Claudio Carneiro, Opinião & Notícia
Como livros representam quase 80% dos gastos, é comum que pais de alunos em escolas públicas e particulares gastem praticamente o mesmo com a compra do material.
(Reprodução/Internet)
Brasil é dos poucos países onde livro didático
não é transferido de aluno para aluno
Gastar dinheiro com material escolar é uma rotina dos pais no início do ano. Mas alguns fatos ocorridos nestes dias que ainda antecedem o início das aulas em algumas escolas não deixaram de ser notícia – ou por outra – um escândalo que não deve ser repetido no próximo ano. Listas que incluem diversos rolos de papel higiênico, guardanapos e clipes de metal embutem itens a serem usados – e comprados – pelo administrativo das escolas e não por seu corpo de alunos. Algumas instituições passarão o ano usufruindo da economia de gastos desviados para a outra ponta da cadeia de consumo. Outros colégios impuseram a seus alunos a compra de tablets como material escolar – fato que acontece no mesmo pedaço de terra onde crianças andam quilômetros a pés descalços para aprender os primeiros números e letras com uma professora semialfabetizada.
O Brasil é dos poucos países onde o livro didático não é transferido de aluno para aluno – de um ano para outro. A indústria do livro didático tem garras e olhos do tamanho da barriga. As edições são alteradas a cada ano para tornar a venda necessária. Não se altera o conteúdo – a não ser uma inversão aqui ou ali. Mas é comum que a mesmíssima lição esteja em diferentes páginas – de um ano para outro – causando transtorno e constrangimento aos alunos e professores. São truques pequenos mas de grande efeito. Mais preocupado com o Enem e com a evolução política de seus titulares – como o ex-ministro Fernando Haddad, de triste passagem na pasta – o Ministério da Educação ainda não tratou desta questão como deveria.
Como os livros representam quase 80% dos gastos, é comum que pais de alunos em escolas públicas e particulares gastem praticamente o mesmo com a compra do material de seus filhos. A manicure carioca Daiana Urias parcelou em três vezes R$ 700 – já com dez por cento de desconto – na compra de material escolar e livros para o filho de sete anos. “Seria interessante poder aproveitar os livros da turma do ano anterior”, disse a Opinião e Notícia.
O material escolar ganha novos itens.
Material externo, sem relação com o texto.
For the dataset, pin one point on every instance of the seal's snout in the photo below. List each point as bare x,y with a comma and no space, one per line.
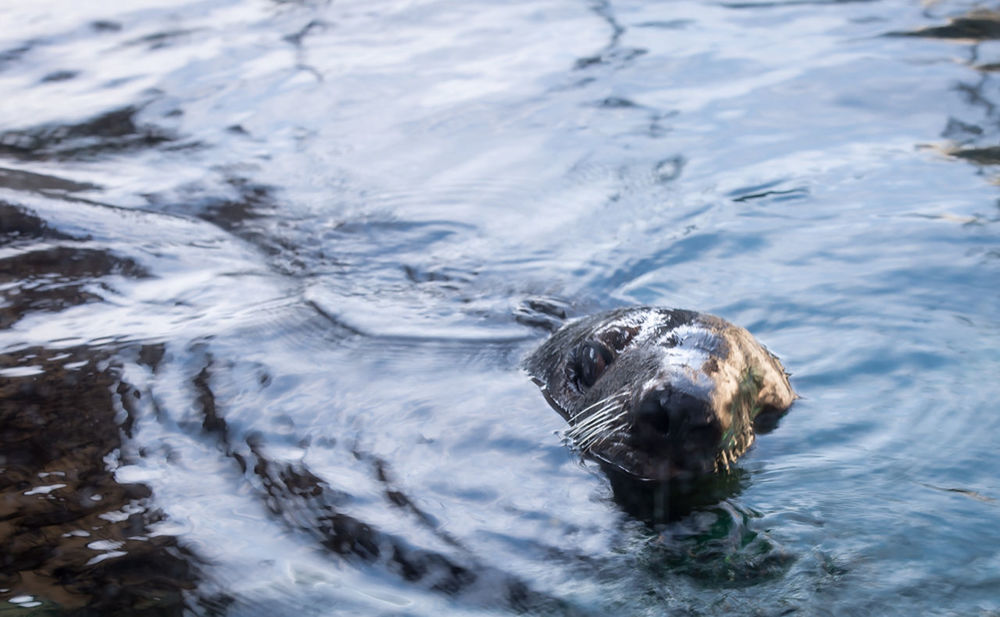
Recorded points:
671,420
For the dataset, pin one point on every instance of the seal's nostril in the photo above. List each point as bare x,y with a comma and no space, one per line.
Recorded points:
654,413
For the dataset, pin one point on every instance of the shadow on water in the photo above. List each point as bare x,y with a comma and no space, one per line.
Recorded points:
113,132
71,536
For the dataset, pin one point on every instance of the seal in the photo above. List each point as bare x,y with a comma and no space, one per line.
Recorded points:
662,395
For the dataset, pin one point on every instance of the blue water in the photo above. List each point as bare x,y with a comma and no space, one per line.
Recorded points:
326,216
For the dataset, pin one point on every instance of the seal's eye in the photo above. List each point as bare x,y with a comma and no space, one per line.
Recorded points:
592,358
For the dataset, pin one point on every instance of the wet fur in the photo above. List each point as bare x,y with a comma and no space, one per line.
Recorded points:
705,357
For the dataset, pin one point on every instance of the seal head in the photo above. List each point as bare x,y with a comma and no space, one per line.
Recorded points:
660,394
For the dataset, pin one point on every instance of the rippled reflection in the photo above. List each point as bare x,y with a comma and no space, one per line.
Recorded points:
268,270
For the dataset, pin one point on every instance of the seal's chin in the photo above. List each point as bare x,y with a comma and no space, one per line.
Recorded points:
650,467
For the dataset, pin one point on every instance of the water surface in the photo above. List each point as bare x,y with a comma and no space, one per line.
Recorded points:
262,264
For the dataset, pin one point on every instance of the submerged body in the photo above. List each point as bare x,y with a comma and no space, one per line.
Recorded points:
660,394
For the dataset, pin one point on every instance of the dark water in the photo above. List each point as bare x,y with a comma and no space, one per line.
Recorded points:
262,263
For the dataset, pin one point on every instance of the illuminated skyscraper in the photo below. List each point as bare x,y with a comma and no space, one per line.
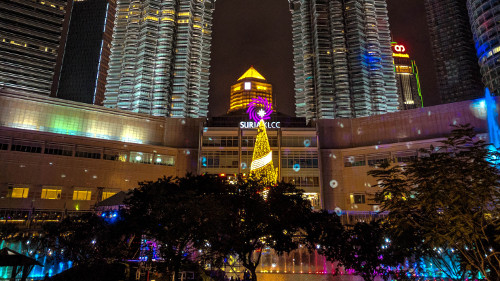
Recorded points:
250,85
342,58
408,82
86,57
32,39
485,21
454,55
160,57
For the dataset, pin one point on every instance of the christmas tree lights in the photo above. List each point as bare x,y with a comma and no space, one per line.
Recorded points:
262,166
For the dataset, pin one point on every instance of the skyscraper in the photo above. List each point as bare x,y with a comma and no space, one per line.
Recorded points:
160,57
32,41
484,18
453,49
342,58
86,57
408,82
250,85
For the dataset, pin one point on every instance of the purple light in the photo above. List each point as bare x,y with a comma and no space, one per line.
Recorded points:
259,109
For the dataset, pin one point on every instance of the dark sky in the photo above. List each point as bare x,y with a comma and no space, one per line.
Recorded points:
258,33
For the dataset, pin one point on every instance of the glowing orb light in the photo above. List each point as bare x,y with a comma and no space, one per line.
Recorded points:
296,167
334,183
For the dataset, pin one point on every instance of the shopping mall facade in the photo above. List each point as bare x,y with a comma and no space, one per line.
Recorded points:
63,156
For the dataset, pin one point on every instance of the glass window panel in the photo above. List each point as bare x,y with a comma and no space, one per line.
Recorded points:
82,194
51,193
107,194
20,192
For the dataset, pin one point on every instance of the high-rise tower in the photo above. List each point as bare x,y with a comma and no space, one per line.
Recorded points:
160,57
32,41
342,58
249,86
454,55
485,21
408,82
86,57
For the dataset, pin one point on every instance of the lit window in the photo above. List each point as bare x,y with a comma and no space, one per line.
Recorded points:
48,193
20,192
82,194
357,198
107,194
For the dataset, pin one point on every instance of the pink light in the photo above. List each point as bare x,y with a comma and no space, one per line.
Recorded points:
259,109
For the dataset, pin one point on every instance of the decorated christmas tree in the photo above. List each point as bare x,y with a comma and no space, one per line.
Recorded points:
262,167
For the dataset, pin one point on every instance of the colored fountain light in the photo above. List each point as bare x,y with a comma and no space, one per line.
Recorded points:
259,109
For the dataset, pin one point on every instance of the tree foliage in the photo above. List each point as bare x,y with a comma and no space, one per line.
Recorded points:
260,217
449,198
176,213
87,239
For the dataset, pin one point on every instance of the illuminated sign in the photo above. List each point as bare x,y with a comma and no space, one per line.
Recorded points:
251,125
399,48
259,109
401,55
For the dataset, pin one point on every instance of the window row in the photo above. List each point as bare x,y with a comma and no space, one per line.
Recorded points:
249,141
376,159
54,193
87,152
302,181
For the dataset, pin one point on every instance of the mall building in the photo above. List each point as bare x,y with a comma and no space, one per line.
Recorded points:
63,156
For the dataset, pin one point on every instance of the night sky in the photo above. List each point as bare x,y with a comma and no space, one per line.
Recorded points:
258,33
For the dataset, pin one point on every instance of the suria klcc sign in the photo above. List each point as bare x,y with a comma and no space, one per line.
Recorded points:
259,109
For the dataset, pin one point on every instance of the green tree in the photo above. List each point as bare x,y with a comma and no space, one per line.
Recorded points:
449,197
177,215
86,240
363,247
260,217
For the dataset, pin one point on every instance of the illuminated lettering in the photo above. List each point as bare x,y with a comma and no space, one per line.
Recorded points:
399,48
251,125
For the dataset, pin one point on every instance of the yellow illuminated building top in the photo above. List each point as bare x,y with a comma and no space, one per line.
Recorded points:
250,85
252,73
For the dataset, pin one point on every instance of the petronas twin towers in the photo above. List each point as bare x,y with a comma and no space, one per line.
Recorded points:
160,57
343,67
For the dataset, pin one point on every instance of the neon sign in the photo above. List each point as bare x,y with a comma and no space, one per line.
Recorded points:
251,125
259,109
399,48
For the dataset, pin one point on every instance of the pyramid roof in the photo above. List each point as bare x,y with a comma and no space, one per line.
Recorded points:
252,73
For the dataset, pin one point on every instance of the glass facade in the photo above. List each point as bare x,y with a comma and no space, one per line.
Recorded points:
86,57
342,59
407,79
160,57
250,85
485,21
23,111
32,39
453,49
294,153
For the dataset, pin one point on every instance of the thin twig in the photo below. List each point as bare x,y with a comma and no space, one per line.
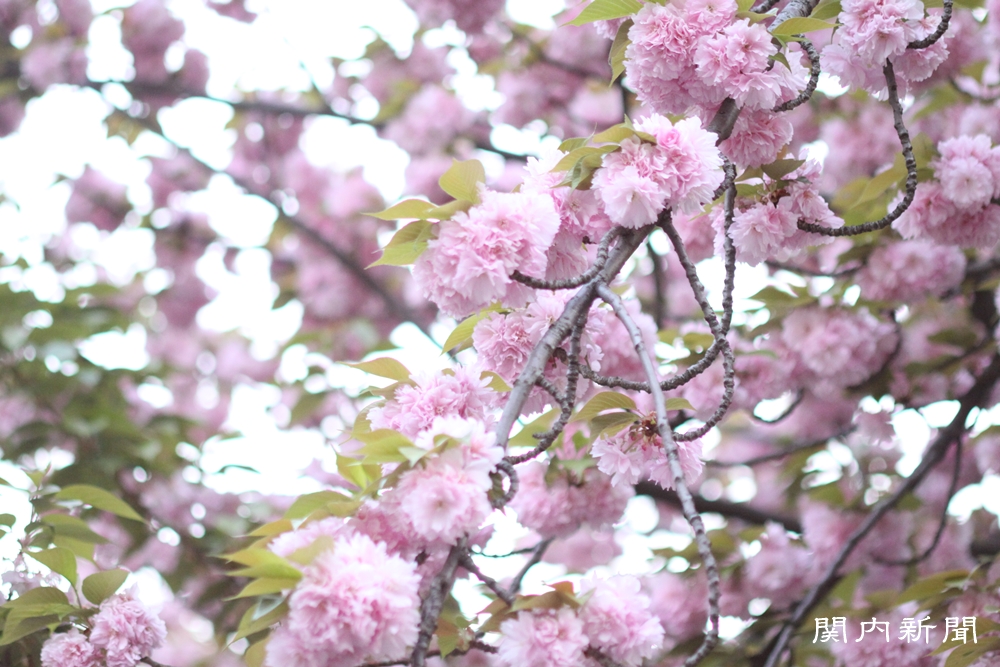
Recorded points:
680,485
911,171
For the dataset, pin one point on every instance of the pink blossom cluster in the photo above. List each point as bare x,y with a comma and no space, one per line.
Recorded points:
414,407
554,502
695,54
98,200
637,453
681,170
958,208
911,270
837,347
872,32
618,621
469,263
615,620
504,341
356,603
123,632
767,228
444,496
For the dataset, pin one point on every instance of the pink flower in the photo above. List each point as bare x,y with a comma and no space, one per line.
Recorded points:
761,231
838,347
126,630
70,649
736,62
443,502
757,138
692,165
629,184
911,270
542,638
469,264
414,407
780,571
97,199
355,604
969,170
560,506
679,603
636,453
617,619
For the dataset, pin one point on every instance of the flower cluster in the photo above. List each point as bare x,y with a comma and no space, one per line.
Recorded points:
470,262
615,621
694,54
356,603
122,633
682,169
959,208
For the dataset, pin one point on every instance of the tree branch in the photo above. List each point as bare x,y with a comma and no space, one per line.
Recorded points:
935,452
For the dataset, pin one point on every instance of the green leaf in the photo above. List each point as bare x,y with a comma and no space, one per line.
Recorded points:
678,404
781,168
882,182
19,628
265,586
38,596
462,180
932,585
572,144
99,498
497,383
255,653
616,57
73,527
602,10
272,528
826,9
525,437
614,135
406,245
799,25
606,400
310,502
58,559
462,333
613,422
255,619
386,367
99,586
411,208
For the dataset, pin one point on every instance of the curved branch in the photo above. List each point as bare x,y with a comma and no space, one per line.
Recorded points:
680,485
911,171
935,452
938,33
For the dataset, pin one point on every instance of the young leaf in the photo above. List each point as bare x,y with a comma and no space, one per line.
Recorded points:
386,367
411,208
462,180
799,25
616,57
99,586
99,498
58,559
602,10
606,400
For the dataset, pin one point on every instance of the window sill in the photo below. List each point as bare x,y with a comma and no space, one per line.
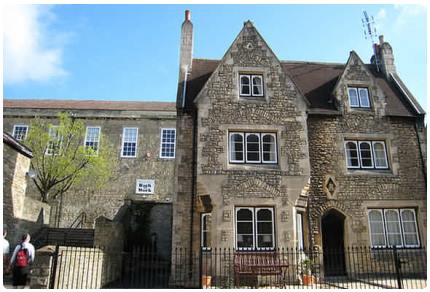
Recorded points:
253,167
370,172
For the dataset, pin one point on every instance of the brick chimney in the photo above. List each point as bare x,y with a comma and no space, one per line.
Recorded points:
386,57
185,58
186,53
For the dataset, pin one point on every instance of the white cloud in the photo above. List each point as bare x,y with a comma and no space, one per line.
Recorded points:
32,50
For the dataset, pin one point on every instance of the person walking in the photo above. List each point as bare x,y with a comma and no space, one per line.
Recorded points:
22,258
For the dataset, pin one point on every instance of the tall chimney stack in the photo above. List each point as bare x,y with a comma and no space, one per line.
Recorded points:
185,57
186,54
386,57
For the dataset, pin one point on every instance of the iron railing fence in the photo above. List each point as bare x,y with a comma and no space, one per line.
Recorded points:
142,267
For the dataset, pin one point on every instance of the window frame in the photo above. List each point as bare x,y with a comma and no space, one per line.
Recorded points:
370,151
231,148
169,143
382,211
346,154
259,148
357,91
22,126
98,138
372,155
252,85
254,211
59,141
251,77
122,142
204,231
245,160
416,228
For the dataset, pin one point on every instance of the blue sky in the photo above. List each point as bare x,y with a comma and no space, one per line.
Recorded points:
131,52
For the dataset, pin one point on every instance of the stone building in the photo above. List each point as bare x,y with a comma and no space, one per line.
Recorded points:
276,153
143,135
20,213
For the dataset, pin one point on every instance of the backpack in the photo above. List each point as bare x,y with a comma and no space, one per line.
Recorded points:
22,258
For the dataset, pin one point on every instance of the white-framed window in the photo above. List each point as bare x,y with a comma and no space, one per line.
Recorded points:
366,154
206,225
393,227
251,85
92,138
145,186
129,142
358,97
54,142
299,229
255,228
167,145
20,132
236,147
252,148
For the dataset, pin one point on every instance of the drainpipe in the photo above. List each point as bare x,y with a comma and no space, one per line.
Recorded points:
421,153
193,186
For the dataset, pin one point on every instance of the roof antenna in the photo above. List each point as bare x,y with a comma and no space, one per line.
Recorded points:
370,33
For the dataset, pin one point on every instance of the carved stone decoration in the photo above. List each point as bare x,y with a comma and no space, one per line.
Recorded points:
330,186
226,215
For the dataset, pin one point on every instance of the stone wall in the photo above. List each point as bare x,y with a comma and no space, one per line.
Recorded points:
402,185
21,213
147,165
220,109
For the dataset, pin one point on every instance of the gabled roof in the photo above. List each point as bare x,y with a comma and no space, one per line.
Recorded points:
90,104
315,80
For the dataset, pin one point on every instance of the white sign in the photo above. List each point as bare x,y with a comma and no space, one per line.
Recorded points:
145,186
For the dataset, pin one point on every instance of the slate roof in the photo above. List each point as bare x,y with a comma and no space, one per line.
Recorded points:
90,104
315,80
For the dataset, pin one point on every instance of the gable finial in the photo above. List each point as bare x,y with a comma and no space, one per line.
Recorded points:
370,33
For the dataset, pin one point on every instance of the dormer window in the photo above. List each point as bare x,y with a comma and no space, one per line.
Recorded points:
251,85
358,97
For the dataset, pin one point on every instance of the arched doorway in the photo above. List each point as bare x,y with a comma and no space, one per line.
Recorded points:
332,224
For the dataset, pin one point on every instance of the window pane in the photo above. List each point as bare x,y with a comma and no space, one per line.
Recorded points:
264,215
364,97
257,85
366,155
236,147
353,98
409,228
269,148
245,86
253,148
244,214
380,155
168,137
376,228
129,142
20,132
352,154
392,224
92,138
245,241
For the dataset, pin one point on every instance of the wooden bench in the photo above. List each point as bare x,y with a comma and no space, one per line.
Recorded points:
253,263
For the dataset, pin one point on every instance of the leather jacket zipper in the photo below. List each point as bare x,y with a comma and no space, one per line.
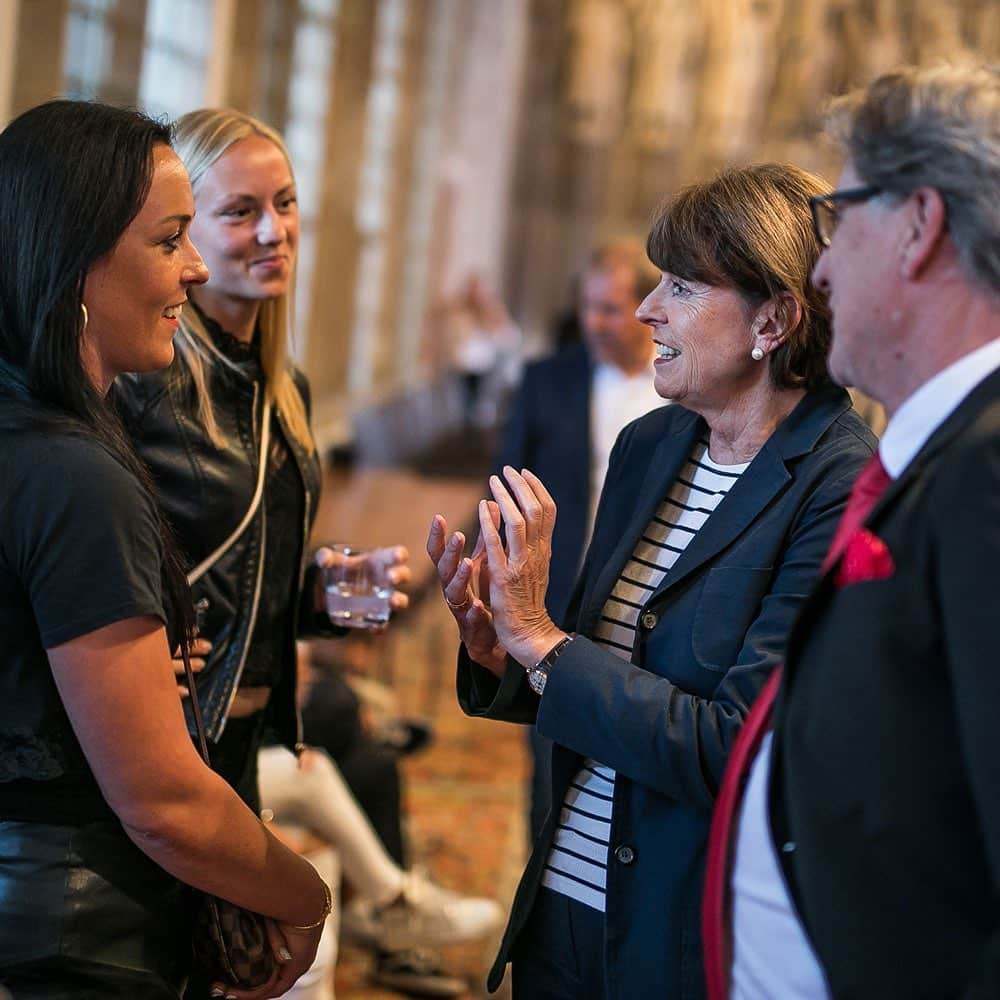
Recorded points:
257,585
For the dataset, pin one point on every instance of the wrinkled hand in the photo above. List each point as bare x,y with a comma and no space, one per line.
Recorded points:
200,649
388,563
519,574
294,952
465,585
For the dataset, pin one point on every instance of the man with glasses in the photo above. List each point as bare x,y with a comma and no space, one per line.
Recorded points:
856,844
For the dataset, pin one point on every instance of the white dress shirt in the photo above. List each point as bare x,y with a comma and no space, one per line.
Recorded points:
772,957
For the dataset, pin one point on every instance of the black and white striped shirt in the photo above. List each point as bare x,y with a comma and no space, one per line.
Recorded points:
578,859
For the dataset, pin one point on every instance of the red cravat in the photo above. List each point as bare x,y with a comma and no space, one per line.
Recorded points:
868,487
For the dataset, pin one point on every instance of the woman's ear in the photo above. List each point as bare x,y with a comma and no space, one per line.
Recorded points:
775,320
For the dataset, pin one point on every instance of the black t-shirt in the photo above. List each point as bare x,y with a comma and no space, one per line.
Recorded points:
79,549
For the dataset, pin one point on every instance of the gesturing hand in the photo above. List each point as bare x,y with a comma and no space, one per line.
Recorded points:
465,585
519,574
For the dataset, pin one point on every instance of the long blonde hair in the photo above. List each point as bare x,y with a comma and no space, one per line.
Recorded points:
201,137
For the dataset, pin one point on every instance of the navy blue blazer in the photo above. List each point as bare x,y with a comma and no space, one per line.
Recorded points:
709,637
548,431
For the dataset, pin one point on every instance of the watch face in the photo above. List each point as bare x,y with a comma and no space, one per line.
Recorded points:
537,679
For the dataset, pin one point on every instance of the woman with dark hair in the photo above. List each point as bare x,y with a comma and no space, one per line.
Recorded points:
200,425
106,807
712,524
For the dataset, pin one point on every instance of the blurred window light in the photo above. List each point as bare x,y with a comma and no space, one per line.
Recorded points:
175,63
87,50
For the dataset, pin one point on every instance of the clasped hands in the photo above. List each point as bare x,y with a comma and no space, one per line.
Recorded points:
497,595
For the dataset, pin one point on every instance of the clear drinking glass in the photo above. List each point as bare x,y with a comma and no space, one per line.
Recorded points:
357,588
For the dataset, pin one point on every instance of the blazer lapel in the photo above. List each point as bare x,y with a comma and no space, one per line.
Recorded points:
667,460
765,477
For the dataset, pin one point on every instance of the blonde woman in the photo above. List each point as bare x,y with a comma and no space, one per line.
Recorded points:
241,509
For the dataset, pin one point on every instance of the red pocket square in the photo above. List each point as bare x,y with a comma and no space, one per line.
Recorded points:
866,557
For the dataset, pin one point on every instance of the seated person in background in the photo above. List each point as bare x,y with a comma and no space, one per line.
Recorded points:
396,911
564,420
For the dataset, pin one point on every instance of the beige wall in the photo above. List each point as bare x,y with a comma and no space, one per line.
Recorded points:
516,134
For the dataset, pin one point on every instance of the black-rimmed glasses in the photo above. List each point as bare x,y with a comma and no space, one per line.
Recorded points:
826,214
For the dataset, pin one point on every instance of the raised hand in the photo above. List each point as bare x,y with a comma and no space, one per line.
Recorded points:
519,572
465,586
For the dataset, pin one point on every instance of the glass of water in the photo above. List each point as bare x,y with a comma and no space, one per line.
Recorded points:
357,588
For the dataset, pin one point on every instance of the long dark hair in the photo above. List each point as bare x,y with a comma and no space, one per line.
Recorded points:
73,176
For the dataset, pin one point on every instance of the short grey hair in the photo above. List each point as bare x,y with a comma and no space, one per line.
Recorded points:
937,127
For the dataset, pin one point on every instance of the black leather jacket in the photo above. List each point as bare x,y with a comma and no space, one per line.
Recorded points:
204,492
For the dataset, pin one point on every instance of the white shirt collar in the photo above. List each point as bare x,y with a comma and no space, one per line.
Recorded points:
914,422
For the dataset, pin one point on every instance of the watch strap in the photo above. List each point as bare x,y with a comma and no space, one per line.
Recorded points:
539,673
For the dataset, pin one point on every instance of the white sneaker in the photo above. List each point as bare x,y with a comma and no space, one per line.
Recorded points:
425,915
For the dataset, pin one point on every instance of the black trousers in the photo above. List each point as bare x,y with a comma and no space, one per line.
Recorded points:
560,953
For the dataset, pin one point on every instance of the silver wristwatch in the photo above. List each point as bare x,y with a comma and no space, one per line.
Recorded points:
539,673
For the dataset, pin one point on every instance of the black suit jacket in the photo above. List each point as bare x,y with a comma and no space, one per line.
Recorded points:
886,782
549,432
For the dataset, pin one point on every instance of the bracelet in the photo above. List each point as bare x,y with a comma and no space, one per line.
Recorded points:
327,910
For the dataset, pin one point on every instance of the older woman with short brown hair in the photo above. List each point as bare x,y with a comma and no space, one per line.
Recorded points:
714,519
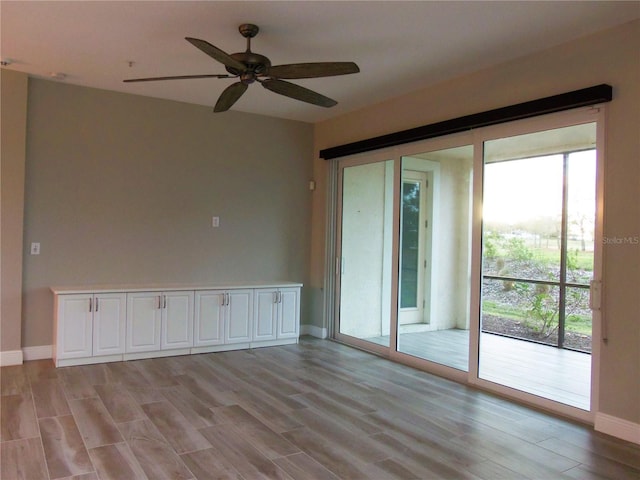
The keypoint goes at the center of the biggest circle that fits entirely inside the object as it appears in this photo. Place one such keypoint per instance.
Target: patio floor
(560, 375)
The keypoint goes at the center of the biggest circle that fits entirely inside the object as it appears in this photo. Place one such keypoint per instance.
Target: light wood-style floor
(316, 410)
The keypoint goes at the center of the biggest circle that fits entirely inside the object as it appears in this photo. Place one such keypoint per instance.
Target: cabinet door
(209, 318)
(75, 324)
(289, 318)
(109, 323)
(239, 316)
(177, 320)
(265, 314)
(144, 319)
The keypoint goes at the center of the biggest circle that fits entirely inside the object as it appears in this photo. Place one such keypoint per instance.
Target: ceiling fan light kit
(250, 67)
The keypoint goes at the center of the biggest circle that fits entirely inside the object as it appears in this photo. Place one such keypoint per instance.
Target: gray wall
(122, 188)
(13, 127)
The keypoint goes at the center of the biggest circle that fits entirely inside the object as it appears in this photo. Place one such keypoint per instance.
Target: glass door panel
(435, 256)
(538, 245)
(366, 251)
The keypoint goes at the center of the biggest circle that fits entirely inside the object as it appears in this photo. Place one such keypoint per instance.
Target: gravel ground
(512, 328)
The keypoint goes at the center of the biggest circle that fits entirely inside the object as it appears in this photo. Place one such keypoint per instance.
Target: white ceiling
(399, 46)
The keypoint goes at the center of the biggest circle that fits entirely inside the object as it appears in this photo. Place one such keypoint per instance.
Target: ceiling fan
(252, 67)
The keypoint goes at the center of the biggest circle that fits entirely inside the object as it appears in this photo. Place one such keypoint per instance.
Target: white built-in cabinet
(159, 321)
(100, 326)
(94, 325)
(277, 313)
(223, 317)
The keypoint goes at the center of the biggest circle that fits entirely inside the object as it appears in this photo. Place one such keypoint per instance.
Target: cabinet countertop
(164, 287)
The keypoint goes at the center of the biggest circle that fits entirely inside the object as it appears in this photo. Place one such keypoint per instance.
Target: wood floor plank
(14, 381)
(119, 403)
(40, 370)
(209, 464)
(205, 392)
(94, 422)
(22, 460)
(154, 454)
(155, 373)
(98, 374)
(301, 466)
(82, 476)
(180, 434)
(242, 455)
(332, 457)
(75, 384)
(312, 410)
(593, 462)
(17, 417)
(269, 443)
(339, 413)
(271, 416)
(116, 462)
(421, 461)
(49, 398)
(195, 411)
(523, 457)
(63, 447)
(391, 469)
(357, 445)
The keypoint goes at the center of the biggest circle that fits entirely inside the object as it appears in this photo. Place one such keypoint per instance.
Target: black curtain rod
(556, 103)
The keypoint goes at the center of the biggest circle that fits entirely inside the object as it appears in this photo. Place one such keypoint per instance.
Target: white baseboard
(617, 427)
(38, 353)
(11, 357)
(314, 331)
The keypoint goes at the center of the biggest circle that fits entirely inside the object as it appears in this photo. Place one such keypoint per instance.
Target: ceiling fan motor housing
(256, 65)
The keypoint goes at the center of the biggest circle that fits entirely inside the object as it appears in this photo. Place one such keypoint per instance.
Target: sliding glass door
(472, 256)
(365, 253)
(539, 214)
(435, 256)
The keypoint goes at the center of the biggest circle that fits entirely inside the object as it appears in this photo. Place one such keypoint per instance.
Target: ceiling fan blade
(175, 77)
(297, 92)
(217, 54)
(312, 70)
(230, 96)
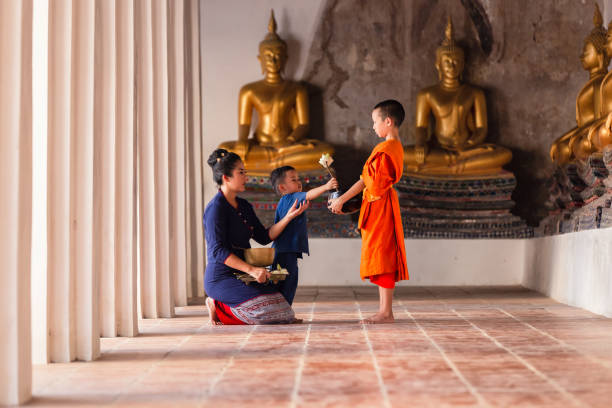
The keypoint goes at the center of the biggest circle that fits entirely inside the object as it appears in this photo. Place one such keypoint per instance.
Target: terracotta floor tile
(449, 347)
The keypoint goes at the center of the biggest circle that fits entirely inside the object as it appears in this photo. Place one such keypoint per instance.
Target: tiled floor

O Colégio Antonio Vieira – de Salvador – incluiu um tablet entre o material didático necessário. E mais, seu material didático só é identificado neste tipo de equipamento. Resultado: a escola está sendo “sabatinada” pelo Procon por venda casada e, se for autuada, responderá a processo administrativo e receber multa entre R$ 215 e R$ 3 milhões. No Sigma, em Brasília, 1.200 pais de alunos do primeiro ano de ensino médio tiveram de desembolsar R$ 2.000 pelos computadores portáteis e outros R$ 1.200 em programas que substituem os livros. Somando e multiplicando estes números chegamos a uma fortuna: R$ 3,84 milhões. Isso sem falar na mensalidade de cerca de R$ 1 mil.
A imposição do tablet
Em alguns casos, os próprios colégios vendem estes equipamentos portáteis, na medida em que especificam marca e modelo, além de oferecer o produto a preço mais em conta e em prestações. Os órgãos de defesa do consumidor alertam que é direito dos pais serem avisados sobre itens como este antes do ato da matrícula, como alerta o Procon, da capital federal em relação ao Sigma.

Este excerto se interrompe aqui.